The actions of the EU during the pandemic illustrate the tension between short-term nationalistic incentives and long-term imperatives for cooperation towards achieving global public goods such as reducing antimicrobial resistance. The EU has struggled to balance preferences of individual member-states (and those of their political leaderships), with the collective interests of all member-states. Such tensions are especially challenging when health care and health policy issues are involved, given how these have hitherto remained largely the responsibility of the member-states. In a pandemic, this can lead to inertia and political indecisiveness at the EU level, with member-states filling the gap with potentially contradictory or competing decisions.

Looking ahead, it is likely that there will be several changes to the global health architecture, possibly including a new pandemic treaty and additional international collaborative mechanisms to promote preparedness and coordinate responses. In the following sections, we explore what those developments might look like in three key areas.

Summary

The post-COVID-19 world must overcome setbacks from the pandemic to hard-fought progress in reducing poverty and inequality. Health infrastructure and human resources vital for fighting AMR have been overburdened and will take many years to recover, particularly if governments impose austerity measures as they seek to recover from fiscal expansion during the pandemic.

Decades of funding neglect, combined with continuously increasing global antibiotic consumption, poor surveillance data, and weak pipelines for new drugs, vaccines and diagnostics, has left the world vulnerable to a pandemic of resistant and untreatable infections.

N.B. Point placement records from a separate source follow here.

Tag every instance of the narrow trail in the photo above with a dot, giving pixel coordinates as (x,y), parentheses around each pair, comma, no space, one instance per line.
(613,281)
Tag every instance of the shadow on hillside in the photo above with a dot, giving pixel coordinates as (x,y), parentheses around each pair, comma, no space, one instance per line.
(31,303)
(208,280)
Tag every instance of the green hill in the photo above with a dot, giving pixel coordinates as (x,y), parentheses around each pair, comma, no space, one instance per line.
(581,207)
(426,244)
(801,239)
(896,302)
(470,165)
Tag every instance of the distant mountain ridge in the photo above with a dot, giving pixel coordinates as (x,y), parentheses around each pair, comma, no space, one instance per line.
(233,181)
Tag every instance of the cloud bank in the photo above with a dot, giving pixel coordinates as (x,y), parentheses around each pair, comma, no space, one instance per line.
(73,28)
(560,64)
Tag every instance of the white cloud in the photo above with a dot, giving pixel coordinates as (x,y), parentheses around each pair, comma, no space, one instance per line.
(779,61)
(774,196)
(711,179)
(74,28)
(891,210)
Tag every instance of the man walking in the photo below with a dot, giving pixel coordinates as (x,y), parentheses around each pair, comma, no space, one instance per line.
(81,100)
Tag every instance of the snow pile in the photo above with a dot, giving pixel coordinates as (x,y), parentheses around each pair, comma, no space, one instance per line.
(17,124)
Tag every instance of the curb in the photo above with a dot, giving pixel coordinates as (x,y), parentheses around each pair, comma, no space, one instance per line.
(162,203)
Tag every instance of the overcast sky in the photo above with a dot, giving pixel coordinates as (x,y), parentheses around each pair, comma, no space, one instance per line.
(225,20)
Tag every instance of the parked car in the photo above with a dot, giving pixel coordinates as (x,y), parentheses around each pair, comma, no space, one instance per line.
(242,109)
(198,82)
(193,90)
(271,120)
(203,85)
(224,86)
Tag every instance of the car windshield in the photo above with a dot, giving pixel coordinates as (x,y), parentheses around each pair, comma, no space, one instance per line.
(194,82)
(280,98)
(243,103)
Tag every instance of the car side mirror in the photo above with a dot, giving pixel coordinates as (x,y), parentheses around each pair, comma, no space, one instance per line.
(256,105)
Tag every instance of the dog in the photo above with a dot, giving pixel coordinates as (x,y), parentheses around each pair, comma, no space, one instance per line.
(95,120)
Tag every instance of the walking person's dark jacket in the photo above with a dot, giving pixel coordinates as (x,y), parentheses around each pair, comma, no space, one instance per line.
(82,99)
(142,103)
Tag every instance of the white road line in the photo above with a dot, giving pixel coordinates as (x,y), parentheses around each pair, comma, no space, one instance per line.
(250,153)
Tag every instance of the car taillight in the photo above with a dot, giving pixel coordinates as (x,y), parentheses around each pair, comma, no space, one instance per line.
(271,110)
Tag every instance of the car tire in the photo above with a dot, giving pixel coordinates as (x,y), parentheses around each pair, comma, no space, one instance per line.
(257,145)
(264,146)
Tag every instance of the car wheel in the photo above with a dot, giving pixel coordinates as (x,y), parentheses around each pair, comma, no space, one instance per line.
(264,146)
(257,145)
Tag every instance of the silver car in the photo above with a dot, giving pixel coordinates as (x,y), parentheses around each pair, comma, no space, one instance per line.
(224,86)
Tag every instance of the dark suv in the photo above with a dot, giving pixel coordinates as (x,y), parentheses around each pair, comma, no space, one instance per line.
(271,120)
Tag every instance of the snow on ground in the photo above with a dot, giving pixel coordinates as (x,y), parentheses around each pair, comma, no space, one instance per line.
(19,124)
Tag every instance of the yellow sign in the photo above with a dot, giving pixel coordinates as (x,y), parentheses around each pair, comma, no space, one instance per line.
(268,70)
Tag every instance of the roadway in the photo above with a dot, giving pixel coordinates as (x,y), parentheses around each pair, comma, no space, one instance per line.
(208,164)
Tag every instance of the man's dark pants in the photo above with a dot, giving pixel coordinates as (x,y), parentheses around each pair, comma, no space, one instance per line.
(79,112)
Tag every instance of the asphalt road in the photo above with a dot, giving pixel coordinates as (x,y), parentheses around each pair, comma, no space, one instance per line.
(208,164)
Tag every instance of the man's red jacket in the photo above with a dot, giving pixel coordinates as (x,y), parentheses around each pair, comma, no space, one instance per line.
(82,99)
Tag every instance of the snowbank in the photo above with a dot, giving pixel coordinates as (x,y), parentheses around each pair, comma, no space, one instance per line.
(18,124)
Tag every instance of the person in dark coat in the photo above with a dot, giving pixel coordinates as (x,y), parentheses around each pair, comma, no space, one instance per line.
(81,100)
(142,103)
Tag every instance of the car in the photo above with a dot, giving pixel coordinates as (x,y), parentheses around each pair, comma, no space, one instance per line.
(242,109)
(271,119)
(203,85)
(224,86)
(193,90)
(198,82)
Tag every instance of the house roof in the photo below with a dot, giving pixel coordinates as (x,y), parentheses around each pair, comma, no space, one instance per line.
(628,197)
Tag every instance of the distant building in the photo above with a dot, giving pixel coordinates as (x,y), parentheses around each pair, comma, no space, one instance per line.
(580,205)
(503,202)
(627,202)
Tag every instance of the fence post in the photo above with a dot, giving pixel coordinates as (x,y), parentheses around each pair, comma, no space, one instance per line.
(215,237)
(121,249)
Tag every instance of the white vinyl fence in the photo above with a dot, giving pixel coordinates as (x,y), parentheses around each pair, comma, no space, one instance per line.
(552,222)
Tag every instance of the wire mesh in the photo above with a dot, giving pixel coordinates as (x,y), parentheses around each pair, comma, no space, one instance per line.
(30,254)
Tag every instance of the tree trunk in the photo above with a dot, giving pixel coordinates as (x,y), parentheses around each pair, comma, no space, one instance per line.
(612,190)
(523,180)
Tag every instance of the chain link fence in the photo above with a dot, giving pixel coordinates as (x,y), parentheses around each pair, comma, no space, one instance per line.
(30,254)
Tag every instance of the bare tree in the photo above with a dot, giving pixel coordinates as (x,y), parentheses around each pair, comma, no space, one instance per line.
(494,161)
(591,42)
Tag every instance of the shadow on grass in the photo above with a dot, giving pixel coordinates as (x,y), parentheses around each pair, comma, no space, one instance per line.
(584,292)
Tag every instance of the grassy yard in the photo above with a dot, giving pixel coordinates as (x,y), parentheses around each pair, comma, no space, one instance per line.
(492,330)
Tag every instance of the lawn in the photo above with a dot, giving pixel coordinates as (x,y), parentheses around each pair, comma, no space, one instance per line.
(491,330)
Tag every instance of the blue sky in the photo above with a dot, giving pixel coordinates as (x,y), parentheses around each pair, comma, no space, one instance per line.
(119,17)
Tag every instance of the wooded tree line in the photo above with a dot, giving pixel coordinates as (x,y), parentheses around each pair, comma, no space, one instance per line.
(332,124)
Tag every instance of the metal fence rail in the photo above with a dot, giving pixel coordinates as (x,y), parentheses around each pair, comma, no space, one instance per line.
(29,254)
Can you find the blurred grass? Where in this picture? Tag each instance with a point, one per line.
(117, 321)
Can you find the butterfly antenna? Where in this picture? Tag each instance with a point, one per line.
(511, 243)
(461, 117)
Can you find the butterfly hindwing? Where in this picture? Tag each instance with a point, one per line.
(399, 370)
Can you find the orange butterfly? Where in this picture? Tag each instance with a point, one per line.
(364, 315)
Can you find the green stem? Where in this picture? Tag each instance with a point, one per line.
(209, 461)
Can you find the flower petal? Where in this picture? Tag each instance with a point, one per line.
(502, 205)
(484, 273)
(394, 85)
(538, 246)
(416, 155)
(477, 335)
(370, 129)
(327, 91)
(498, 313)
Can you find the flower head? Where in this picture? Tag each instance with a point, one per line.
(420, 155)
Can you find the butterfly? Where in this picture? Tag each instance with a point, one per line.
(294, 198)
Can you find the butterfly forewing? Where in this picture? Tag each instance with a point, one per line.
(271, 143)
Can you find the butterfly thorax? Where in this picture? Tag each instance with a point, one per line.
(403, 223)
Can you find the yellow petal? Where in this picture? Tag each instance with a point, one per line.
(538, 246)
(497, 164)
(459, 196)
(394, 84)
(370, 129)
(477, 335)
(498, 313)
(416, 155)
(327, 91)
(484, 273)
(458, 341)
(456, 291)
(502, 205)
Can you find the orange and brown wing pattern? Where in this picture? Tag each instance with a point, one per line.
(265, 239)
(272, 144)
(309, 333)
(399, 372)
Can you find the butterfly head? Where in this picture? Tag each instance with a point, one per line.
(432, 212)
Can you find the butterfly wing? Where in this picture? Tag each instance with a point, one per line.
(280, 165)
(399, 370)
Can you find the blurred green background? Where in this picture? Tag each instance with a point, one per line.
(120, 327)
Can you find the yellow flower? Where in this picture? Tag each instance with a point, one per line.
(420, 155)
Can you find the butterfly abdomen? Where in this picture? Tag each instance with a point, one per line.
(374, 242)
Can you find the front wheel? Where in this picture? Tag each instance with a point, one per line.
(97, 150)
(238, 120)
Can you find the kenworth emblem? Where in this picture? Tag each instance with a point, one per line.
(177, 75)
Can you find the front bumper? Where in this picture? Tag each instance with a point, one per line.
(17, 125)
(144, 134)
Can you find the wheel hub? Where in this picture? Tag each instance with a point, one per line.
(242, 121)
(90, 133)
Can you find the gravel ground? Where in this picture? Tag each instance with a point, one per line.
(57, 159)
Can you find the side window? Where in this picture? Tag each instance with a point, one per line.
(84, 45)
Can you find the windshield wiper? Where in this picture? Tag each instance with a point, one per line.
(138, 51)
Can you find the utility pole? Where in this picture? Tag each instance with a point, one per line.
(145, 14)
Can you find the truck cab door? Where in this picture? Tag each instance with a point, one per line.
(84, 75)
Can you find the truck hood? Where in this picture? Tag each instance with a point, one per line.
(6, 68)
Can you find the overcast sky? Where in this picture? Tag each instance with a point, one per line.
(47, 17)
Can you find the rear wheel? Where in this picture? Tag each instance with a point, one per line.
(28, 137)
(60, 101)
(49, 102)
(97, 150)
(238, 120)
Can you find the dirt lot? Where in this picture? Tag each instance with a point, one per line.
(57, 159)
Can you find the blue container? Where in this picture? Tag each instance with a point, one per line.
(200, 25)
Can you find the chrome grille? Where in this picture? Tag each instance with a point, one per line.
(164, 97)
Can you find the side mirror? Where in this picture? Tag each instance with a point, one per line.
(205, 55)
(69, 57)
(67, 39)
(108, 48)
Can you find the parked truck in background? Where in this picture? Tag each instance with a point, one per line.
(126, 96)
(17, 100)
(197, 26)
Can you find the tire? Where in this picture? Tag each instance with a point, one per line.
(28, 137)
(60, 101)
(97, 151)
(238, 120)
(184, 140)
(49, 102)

Therefore, strong multilateral collaboration is essential for the world to absorb these shocks and refocus on the silent but growing pandemic of AMR.

Pandemics are opportunities to re-imagine governance structures and learn from previous experiences. COVID-19 has shown the importance of multilateral collaboration in diverse areas, including research and knowledge sharing, discovery, development and distribution of vaccines and medicines and access to diagnostics and medicines. Action is needed now to reverse the unthinkable future of untreatable infections.